Cruise companies like Carnival Corp. have specific loopholes in place that allow them to evade any sort of responsibility for accidents that occur on the high seas or in port. Costa Crociere, the owner of Costa Cruises, may have been fined 1 million Euros for the Concordia capsizing, but once the fine is paid, the company will not have to worry about being prosecuted for the cruise ship accident. Instead, it will take part in the hearing not as a guilty party that contributed partially to the incident, but as a victim that lost its ship.
This is an insult to all Concordia victims and their loved ones whose lives were forever changed by the negligence of the cruise line’s crew. Sadly, this isn’t the first, nor will it likely be the last time a cruise company gets away with a maritime accident.
At least Schettino and the other crew members are in for a lengthy summer in court. Well, all but one crewmember. Indonesian helmsman Jacob Rusli Bin, who was suspected of contributing to the accident by misunderstanding a command just moments before the crash, is nowhere to be found. He was assigned a lawyer and the accusations against him will be heard in absentia.
A total of 40 pre-trial hearings lasting through July have been scheduled in Grosseto, Italy against the accused, which will determine whether the case will go to trial. Survivors are allowed to attend the hearings, many of which have already filed lawsuits against Costa Cruises with the help of our cruise ship accident attorneys.
Costa has “compensated” survivors and the loved ones of the deceased with a measly $14,000. But when gauging the irreparable damage done to victims of the Concordia crash against the billions of dollars Carnival Corp. (parent company of Costa) claims in revenue yearly, the compensation pales in comparison to the pain and suffering victims have endured.

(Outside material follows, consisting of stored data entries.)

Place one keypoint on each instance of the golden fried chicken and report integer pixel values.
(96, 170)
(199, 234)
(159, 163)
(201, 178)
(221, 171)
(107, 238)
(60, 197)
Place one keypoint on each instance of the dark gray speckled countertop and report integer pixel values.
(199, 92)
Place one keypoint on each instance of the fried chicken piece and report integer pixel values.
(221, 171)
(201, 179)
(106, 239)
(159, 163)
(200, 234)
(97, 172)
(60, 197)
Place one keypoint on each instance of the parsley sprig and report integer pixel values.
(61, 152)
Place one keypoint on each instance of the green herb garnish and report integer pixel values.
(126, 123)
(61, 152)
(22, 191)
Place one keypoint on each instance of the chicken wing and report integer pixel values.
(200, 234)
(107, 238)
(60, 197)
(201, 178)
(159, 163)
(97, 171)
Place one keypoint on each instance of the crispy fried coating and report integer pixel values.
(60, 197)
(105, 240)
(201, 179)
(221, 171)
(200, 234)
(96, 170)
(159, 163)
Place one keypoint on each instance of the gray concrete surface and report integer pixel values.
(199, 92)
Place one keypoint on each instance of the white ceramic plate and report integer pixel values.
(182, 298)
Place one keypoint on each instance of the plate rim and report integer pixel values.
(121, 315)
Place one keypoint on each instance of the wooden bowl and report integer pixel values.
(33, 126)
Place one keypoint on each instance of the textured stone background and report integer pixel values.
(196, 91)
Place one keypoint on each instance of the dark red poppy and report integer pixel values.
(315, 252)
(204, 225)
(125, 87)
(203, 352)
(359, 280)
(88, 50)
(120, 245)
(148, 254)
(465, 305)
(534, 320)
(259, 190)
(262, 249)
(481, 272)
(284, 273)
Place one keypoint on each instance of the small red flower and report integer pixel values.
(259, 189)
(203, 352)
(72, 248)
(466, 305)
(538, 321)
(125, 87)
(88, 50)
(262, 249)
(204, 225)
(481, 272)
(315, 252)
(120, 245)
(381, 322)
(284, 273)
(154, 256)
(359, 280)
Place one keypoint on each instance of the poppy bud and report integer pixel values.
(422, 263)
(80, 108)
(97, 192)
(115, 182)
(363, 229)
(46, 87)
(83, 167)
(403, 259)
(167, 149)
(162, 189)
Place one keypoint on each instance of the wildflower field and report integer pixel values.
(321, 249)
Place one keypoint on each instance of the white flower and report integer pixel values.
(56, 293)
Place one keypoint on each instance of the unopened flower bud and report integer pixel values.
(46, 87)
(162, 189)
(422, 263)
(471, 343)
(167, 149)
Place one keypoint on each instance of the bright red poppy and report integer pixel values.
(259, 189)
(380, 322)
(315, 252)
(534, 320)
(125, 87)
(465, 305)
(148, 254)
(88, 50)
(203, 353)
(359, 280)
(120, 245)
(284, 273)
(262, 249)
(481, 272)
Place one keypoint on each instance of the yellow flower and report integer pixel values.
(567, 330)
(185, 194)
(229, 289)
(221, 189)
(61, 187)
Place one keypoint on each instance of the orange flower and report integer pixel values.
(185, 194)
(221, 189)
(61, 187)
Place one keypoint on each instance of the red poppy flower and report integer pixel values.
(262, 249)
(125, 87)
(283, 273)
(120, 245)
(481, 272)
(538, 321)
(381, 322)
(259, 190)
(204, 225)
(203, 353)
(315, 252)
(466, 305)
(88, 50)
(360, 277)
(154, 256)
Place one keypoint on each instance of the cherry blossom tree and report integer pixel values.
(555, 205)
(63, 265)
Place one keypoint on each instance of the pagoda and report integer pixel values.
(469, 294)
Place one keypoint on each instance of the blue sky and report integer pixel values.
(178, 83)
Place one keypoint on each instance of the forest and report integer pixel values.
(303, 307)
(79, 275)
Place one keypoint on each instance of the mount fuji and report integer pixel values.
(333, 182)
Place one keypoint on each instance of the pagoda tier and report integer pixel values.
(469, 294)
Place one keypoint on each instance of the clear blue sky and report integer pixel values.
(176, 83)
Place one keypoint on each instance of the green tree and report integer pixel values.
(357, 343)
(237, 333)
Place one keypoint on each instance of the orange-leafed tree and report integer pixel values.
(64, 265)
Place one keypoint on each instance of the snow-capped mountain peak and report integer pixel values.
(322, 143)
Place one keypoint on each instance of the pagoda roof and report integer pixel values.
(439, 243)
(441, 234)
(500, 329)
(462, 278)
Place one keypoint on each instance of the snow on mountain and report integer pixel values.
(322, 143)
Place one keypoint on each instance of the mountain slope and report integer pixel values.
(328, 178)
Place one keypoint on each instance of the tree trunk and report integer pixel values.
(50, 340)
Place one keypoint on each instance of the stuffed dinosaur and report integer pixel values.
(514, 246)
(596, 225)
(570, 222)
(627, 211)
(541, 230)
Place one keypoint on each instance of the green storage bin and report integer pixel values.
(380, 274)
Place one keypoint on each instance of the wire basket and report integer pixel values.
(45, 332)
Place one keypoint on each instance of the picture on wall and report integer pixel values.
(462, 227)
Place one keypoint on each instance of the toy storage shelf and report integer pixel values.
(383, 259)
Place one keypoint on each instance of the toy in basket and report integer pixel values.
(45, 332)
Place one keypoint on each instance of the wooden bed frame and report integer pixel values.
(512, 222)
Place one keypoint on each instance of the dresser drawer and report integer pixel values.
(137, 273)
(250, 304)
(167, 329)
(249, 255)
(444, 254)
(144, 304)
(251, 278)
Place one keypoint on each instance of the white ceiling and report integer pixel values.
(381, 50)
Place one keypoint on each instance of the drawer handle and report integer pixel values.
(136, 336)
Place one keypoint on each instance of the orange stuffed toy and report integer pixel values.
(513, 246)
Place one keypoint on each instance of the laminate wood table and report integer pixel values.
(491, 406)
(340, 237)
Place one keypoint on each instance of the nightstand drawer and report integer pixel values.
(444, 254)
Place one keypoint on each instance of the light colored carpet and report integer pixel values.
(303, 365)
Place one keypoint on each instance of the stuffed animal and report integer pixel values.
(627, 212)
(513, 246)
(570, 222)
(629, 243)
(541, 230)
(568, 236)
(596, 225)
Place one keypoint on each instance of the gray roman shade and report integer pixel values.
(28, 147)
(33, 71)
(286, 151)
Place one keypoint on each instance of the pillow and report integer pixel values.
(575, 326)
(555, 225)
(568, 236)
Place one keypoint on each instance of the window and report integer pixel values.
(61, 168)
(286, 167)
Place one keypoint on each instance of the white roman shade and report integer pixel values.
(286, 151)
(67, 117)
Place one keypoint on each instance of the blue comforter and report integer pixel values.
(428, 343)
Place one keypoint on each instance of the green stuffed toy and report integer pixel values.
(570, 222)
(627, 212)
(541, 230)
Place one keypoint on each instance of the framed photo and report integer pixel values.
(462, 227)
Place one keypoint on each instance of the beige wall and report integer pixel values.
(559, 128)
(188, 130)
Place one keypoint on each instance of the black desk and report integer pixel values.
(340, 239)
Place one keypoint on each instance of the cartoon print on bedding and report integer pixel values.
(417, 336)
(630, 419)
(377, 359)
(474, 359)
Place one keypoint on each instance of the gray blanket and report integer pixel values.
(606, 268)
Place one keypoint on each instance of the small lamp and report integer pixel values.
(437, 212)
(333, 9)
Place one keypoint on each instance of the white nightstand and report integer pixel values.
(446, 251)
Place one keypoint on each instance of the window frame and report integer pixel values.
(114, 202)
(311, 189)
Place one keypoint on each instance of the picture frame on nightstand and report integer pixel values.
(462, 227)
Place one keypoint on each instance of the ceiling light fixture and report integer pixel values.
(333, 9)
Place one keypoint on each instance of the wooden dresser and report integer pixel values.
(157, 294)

Despite the dozens of cruise ship accidents Carnival and its fleets have been involved in since the beginning of the year, the company still claimed $3.6 billion in revenue in the first quarter of 2013 alone. Yet, the price for improved shipboard safety is still too high.
It will be a long while before anything is resolved in the Costa Concordia case, but there is one thing we can count on: Costa Cruises will do everything possible to place all the blame on crew members and will avoid taking any sort of responsibility for its role in contributing to the disaster by failing to properly train crew members.
Costa Crociere has denied all accusations that any wrongdoing has occurred on the company’s part, but can we truly be surprised? After all, the cruise industry wouldn’t be a multibillion dollar one if it didn’t work diligently to hide all the tragic accidents that have occurred and devise ways in which to avoid liability.